Légaliser l’avortement ne signifie pas que l’avortement soit immédiatement accessible à toutes les femmes qui en ont besoin, soulignent les deux experts. « Il existe de nombreuses façons de rendre difficile l’accès à l’avortement », explique Sehier. « De cette manière, des délais très stricts peuvent être fixés dans lesquels l’avortement doit avoir lieu. » En France, ce terme reste inchangé malgré l’amendement constitutionnel seize semaines après la dernière période – Les Pays-Bas disposent d’une période relativement longue de 24 semaines. « Dans les pays catholiques comme l’Italie et l’Irlande, une grande partie du personnel soignant refuse de pratiquer des avortements. Certains pays ont un délai de réflexion obligatoire. Aux Pays-Bas, le délai de réflexion obligatoire de cinq jours a été aboli l’année dernière.

Mesner mentionne également que certains pays n’autorisent pas l’avortement dans les cliniques publiques ou que l’assurance maladie ne couvre pas le traitement. En Hongrie, depuis 2022, les femmes doivent écouter les battements de cœur du fœtus avant de faire leur choix.

Et il existe des différences régionales au sein des pays. Par exemple, en France, seuls les médecins sont autorisés à pratiquer des avortements (les sages-femmes et les infirmières ne le sont pas), mais en raison de l’énorme pénurie de médecins, ceux-ci ne sont pas toujours disponibles – notamment dans les zones rurales. Mesner : « Ici, en Autriche, il est plus facile de se faire soigner à Vienne que dans l’ouest du pays. » Les femmes vulnérables sont le plus souvent victimes de ce type de restrictions, explique Sehier. « Les femmes qui ont des ressources – de l’argent, une voiture – peuvent se rendre chez un autre médecin, dans une autre région ou même dans un autre pays pour se faire avorter. »

Décès

En Pologne, le nouveau gouvernement a promis de faciliter à nouveau l’accès à l’avortement, mais il n’a pas encore décidé comment il y parviendra. Deux des quatre partis de la coalition souhaitent un libre choix de l’avortement, les deux autres souhaitent organiser un référendum. Pendant ce temps, les médecins continuent de refuser les traitements d’avortement, même s’ils sont autorisés par la loi.

Les médecins le font par principe, en raison des menaces de militants anti-avortement ou parce qu’ils pourraient être poursuivis en justice.
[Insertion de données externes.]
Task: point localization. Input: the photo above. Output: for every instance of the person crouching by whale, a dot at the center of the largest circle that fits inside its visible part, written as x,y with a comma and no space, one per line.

En Pologne, l’avortement n’est pas punissable, mais les médecins et autres personnes qui aident à interrompre une grossesse le sont. La situation en Pologne a entraîné la mort d’une poignée de femmes à qui l’avortement avait été refusé ces dernières années. Ces dernières années, de nombreuses Polonaises ont déménagé aux Pays-Bas pour y visiter des cliniques d’avortement.

Bien qu’un vent progressiste semble souffler dans le domaine de l’avortement, Sehier n’est pas convaincu que des partis comme le Rassemblement National soient vraiment pro-avortement. « C’est Le Pen qui parlait des avortements de complaisance, c’est son parti qui en 2015 a plaidé pour la suppression des subventions du Planning Familial. Cette organisation n’est pas seulement impliquée dans la planification familiale

avec l’éducation sexuelle. « Et au Parlement européen, le RN n’a jamais voté en faveur de l’amélioration du droit à l’avortement », résume-t-elle. «Ils ne votent désormais en faveur de son inscription dans la Constitution que parce qu’ils ne veulent pas paraître mal à l’aise.»

Lire aussi
L’avortement dans la Constitution française ? « Nous n’avons pas le temps pour les jeux »

Céline Thiebault-Martinez, présidente de La Coordination Française pour le Lobby Européen des Femmes (CLEF), la branche française du réseau européen des organisations de femmes.